His fingers tightened on her wrists. She had the feeling that they were stronger than Dale’s for all their slender look.
“Something perfectly frightful happens if you break the psychic spell by talking. There’s a dark man and a fair woman, and wedding-bells, and a narrow escape – and then – what’s this?… Oh, a voyage – a long sea voyage. You’re crossing the ocean to the other side of the world-”
“I’m not!” said Lisle. She tried to pull her hands away.
“Well, I think you’d better – it comes out best that way. Besides, it’s in your hand.”
She glanced up and met a look she could not interpret. It teased, but there was something else.
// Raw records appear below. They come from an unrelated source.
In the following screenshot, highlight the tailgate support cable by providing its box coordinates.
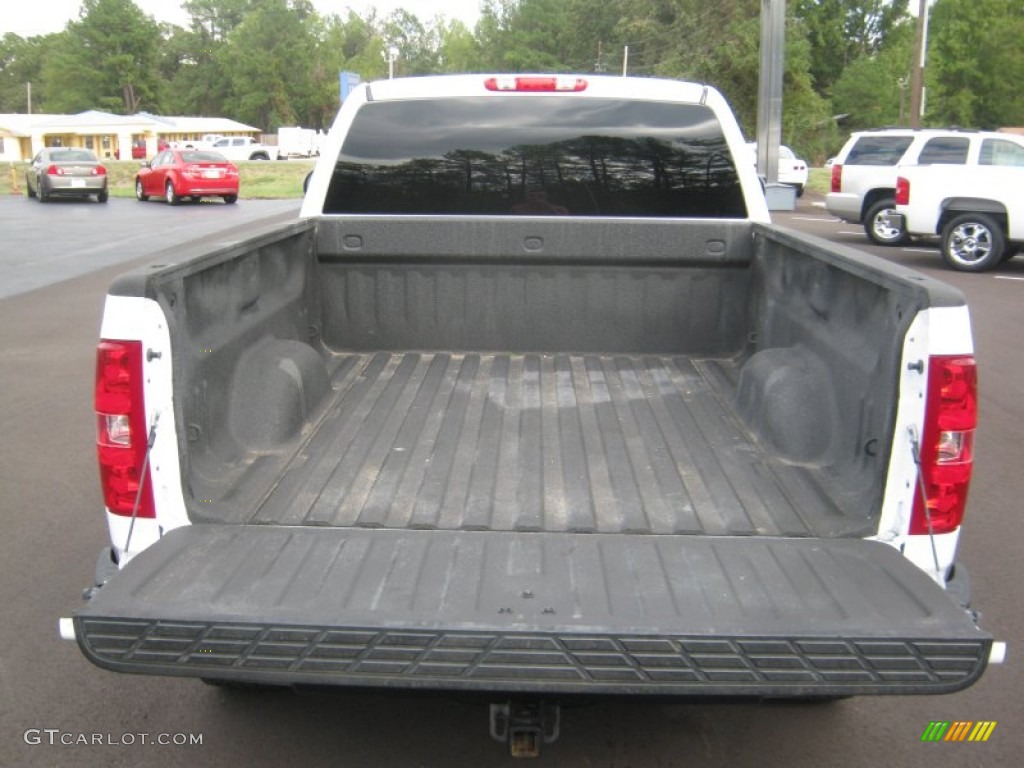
[907,425,942,583]
[125,411,160,555]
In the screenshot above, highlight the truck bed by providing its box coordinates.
[247,352,849,536]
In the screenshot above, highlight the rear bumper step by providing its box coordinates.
[75,525,991,696]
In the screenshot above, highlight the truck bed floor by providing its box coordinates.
[239,352,839,536]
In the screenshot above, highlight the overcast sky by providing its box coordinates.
[0,0,481,37]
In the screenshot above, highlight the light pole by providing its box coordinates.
[381,45,398,80]
[910,0,928,128]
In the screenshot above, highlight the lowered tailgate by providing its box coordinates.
[75,524,991,695]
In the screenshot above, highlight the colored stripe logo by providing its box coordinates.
[921,720,996,741]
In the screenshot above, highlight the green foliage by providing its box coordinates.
[0,32,54,113]
[925,0,1024,128]
[833,18,915,130]
[14,0,1024,150]
[793,0,916,96]
[41,0,161,115]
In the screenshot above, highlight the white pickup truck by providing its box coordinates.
[896,152,1024,272]
[60,75,1004,755]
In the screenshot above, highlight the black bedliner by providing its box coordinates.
[239,352,847,536]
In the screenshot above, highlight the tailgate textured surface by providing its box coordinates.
[241,352,847,536]
[77,525,990,695]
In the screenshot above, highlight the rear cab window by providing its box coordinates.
[324,94,746,218]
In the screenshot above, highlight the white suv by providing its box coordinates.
[825,128,1019,246]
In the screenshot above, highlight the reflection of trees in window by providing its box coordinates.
[325,135,745,218]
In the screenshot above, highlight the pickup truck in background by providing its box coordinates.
[278,126,324,160]
[170,133,224,150]
[60,75,1004,756]
[210,136,276,163]
[896,157,1024,272]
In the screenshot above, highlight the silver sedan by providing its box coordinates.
[25,146,109,203]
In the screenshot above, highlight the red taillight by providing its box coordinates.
[896,176,910,206]
[910,355,978,534]
[95,340,155,517]
[483,75,587,93]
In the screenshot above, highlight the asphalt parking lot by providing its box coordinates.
[0,196,1024,768]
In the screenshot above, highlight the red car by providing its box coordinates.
[135,150,239,206]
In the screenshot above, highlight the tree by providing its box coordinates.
[833,18,916,130]
[218,0,316,130]
[0,32,55,113]
[925,0,1024,127]
[43,0,161,115]
[793,0,908,96]
[476,0,573,72]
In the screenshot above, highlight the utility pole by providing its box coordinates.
[910,0,928,128]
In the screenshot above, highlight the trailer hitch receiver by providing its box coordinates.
[490,700,561,758]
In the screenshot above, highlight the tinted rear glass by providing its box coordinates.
[324,94,746,218]
[844,136,913,165]
[918,137,971,165]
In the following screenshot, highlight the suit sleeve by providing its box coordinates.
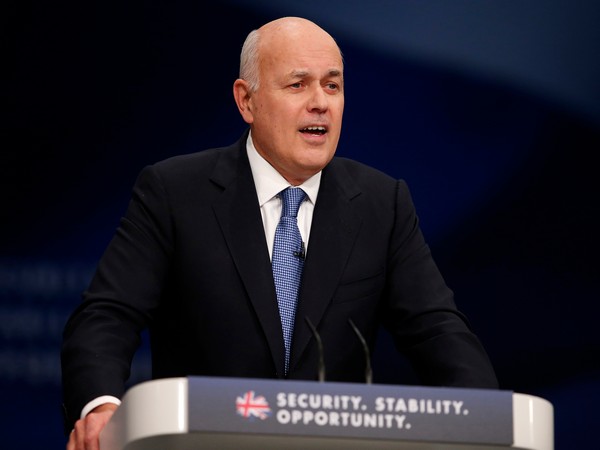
[383,181,498,388]
[61,164,172,430]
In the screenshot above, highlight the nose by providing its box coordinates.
[308,85,329,112]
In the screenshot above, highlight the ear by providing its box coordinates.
[233,78,254,123]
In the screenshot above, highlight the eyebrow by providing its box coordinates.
[290,69,342,78]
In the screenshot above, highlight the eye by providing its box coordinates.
[325,82,340,91]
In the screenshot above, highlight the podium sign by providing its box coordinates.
[188,377,513,447]
[100,377,554,450]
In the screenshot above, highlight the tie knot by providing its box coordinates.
[280,187,306,217]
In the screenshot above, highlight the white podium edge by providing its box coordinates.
[100,377,554,450]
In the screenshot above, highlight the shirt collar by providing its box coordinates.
[246,133,322,207]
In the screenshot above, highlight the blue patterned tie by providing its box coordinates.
[272,187,306,375]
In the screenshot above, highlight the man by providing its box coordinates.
[62,17,497,449]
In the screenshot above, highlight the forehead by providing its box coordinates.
[260,29,343,76]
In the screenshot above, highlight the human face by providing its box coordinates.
[237,20,344,185]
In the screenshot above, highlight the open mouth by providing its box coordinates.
[300,127,327,136]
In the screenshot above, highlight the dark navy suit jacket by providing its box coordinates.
[62,129,497,430]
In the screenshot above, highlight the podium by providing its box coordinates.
[100,377,554,450]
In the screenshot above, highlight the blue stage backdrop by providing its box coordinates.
[0,0,600,449]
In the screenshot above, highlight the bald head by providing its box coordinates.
[233,17,344,186]
[239,17,343,91]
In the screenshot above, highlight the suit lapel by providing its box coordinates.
[212,139,284,374]
[290,162,361,370]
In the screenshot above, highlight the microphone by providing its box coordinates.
[304,316,325,382]
[294,241,306,260]
[348,318,373,384]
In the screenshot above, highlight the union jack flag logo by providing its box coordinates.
[235,391,271,420]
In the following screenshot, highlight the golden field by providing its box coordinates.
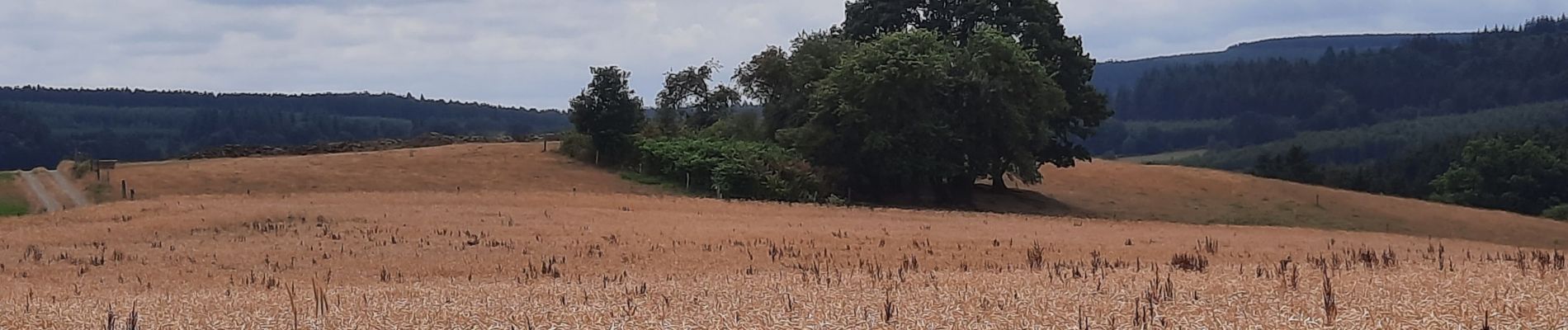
[0,145,1568,328]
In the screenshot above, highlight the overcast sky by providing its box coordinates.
[0,0,1568,108]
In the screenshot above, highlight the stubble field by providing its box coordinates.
[0,191,1568,328]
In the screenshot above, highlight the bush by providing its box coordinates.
[1542,203,1568,220]
[636,138,822,202]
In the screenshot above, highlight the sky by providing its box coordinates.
[0,0,1568,108]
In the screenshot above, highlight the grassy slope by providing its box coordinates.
[1117,148,1209,164]
[116,144,1568,248]
[108,144,660,199]
[0,172,31,216]
[981,161,1568,248]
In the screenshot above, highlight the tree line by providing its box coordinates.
[1090,16,1568,155]
[0,86,569,169]
[1251,127,1568,220]
[563,0,1112,205]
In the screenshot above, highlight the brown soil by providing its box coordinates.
[0,191,1568,328]
[110,143,659,199]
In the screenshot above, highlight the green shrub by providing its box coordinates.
[1542,203,1568,220]
[636,138,822,202]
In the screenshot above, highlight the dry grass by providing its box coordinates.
[0,191,1568,328]
[108,144,1568,248]
[111,144,659,199]
[981,161,1568,248]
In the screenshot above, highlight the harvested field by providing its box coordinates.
[116,143,1568,248]
[111,144,659,199]
[981,161,1568,248]
[0,189,1568,328]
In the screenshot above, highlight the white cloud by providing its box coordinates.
[0,0,1568,106]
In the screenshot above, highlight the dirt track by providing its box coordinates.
[49,171,89,208]
[19,171,64,213]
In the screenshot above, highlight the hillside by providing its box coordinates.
[1173,101,1568,171]
[0,144,1568,328]
[981,161,1568,248]
[0,86,569,169]
[111,143,659,199]
[1094,33,1472,92]
[111,144,1568,248]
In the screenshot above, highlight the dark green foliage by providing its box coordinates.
[1181,101,1568,169]
[1115,19,1568,123]
[636,138,824,202]
[1542,203,1568,220]
[659,63,740,133]
[571,66,643,164]
[777,25,1103,203]
[0,103,63,169]
[1432,138,1568,214]
[843,0,1110,147]
[1087,19,1568,158]
[1094,33,1472,91]
[735,33,857,139]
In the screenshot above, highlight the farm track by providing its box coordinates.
[19,171,64,213]
[49,171,87,208]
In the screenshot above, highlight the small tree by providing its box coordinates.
[1542,203,1568,220]
[571,66,643,164]
[659,61,740,133]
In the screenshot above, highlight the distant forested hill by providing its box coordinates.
[1094,33,1472,92]
[0,86,569,169]
[1090,17,1568,158]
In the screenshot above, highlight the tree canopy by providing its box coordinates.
[571,66,643,163]
[1432,138,1568,214]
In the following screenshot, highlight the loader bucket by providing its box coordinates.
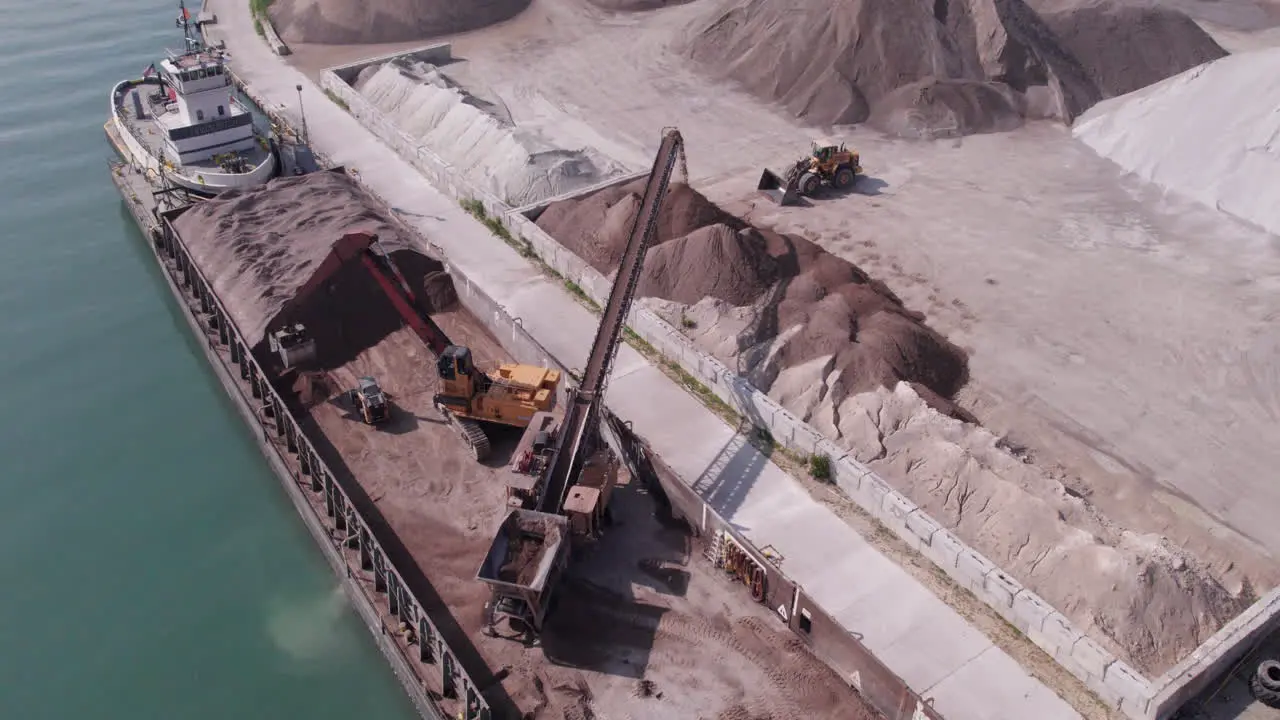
[755,168,800,205]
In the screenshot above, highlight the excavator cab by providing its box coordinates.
[435,345,476,404]
[351,378,392,425]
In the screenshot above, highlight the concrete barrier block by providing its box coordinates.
[982,568,1023,607]
[1071,637,1116,678]
[1027,611,1080,657]
[952,550,996,596]
[852,474,890,521]
[882,491,918,530]
[831,460,870,496]
[906,510,942,548]
[920,528,965,568]
[1102,660,1155,714]
[1014,588,1053,633]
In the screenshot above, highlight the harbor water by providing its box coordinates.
[0,0,416,720]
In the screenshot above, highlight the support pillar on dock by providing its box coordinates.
[374,550,388,592]
[417,616,439,665]
[440,647,458,698]
[360,528,374,570]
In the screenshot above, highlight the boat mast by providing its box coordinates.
[174,0,202,53]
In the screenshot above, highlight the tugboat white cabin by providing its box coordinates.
[106,0,276,195]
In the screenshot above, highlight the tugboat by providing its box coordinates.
[105,0,279,196]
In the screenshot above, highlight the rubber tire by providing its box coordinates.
[800,173,822,197]
[1249,667,1280,708]
[832,168,856,190]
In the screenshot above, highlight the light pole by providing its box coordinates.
[296,85,311,146]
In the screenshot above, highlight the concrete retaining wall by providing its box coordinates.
[253,13,292,55]
[302,53,1280,720]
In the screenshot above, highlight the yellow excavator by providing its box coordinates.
[435,345,561,460]
[282,232,561,460]
[756,140,863,205]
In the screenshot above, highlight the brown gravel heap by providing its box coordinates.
[685,0,1226,137]
[538,178,966,411]
[269,0,530,45]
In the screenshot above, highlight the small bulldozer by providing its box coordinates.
[347,378,392,425]
[756,141,863,205]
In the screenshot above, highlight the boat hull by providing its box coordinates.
[105,79,278,196]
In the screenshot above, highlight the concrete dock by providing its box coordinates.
[209,0,1079,720]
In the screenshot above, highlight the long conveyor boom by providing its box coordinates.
[540,128,687,512]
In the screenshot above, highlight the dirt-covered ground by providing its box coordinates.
[277,0,1280,673]
[270,0,1280,673]
[179,173,877,720]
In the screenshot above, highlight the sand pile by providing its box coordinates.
[353,60,623,206]
[1075,49,1280,234]
[174,173,410,341]
[167,167,457,366]
[536,178,966,415]
[538,181,1253,674]
[836,384,1254,676]
[268,0,530,45]
[685,0,1225,137]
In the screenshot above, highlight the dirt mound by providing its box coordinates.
[174,172,457,368]
[834,384,1254,676]
[1041,3,1226,97]
[685,0,1221,136]
[538,178,968,415]
[269,0,530,45]
[868,78,1027,138]
[637,224,777,305]
[174,172,412,342]
[538,177,746,274]
[588,0,694,13]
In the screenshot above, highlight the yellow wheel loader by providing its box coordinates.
[756,141,863,205]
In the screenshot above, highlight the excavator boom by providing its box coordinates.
[539,128,687,514]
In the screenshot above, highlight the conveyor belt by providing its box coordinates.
[540,128,687,512]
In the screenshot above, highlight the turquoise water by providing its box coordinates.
[0,0,415,720]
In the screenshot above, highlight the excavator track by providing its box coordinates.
[448,413,489,462]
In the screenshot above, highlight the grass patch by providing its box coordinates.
[324,87,351,113]
[248,0,273,38]
[809,452,831,483]
[458,197,535,258]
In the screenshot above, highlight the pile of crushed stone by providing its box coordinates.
[536,170,1254,676]
[536,178,968,410]
[685,0,1226,137]
[268,0,530,45]
[353,60,623,206]
[844,383,1256,678]
[174,172,457,368]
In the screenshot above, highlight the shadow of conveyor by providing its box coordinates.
[541,415,692,680]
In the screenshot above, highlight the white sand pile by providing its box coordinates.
[355,61,623,208]
[268,0,530,45]
[823,383,1254,676]
[174,172,412,342]
[1075,49,1280,234]
[686,0,1225,137]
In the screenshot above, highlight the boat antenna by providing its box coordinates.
[174,0,200,53]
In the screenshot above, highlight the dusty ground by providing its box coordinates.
[289,320,874,720]
[288,0,1280,676]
She said on a quick impulse,
“Isn’t there a dark woman in my hand?”
“Do you want a dark woman? all right, you shall have one. She can be one of the reasons for the sea voyage.”
The colour ran flooding into Lisle’s face. She pulled and jerked at her hands to get them free.
“Rafe, let me go! I don’t like it. Let me go!”
He released her at once. She got up, and stood drawing long, unsteady breaths whilst he leaned back and watched her. She had fought hard for her self-control, but it had slipped.
“Why did you say that? Do you want me to go away?”
“I thought it might be a good thing if you went.”
“To the States?”
“A pleasant family reunion.”
She said in a breaking voice,
“I haven’t got any family.”
“Cousins can be very delightful. I think you said that there were cousins. They would have all the charm of the unknown.”
She went over to the glass door. There was an effort of wrenching free and then checking – as if an impetus had spent itself. She said without looking round,
“You want me to go?”
“Yes.”
“Why?”
“Least said, soonest mended, my dear.”
She did turn round then.
“Why?”
He shrugged his shoulders.
“The family reunion – auld lang syne, and hands across the sea.”
Lisle’s head came up.
“I am to go?”
“That is the idea.”
“And Alicia is to stay?”
“That seems to be Alicia’s idea.”
Lisle turned and went out through the glass door. There were four steps down on to the terrace. Just before she took the first one she looked over her shoulder.
“I don’t think you’re very good at telling fortunes,” she said.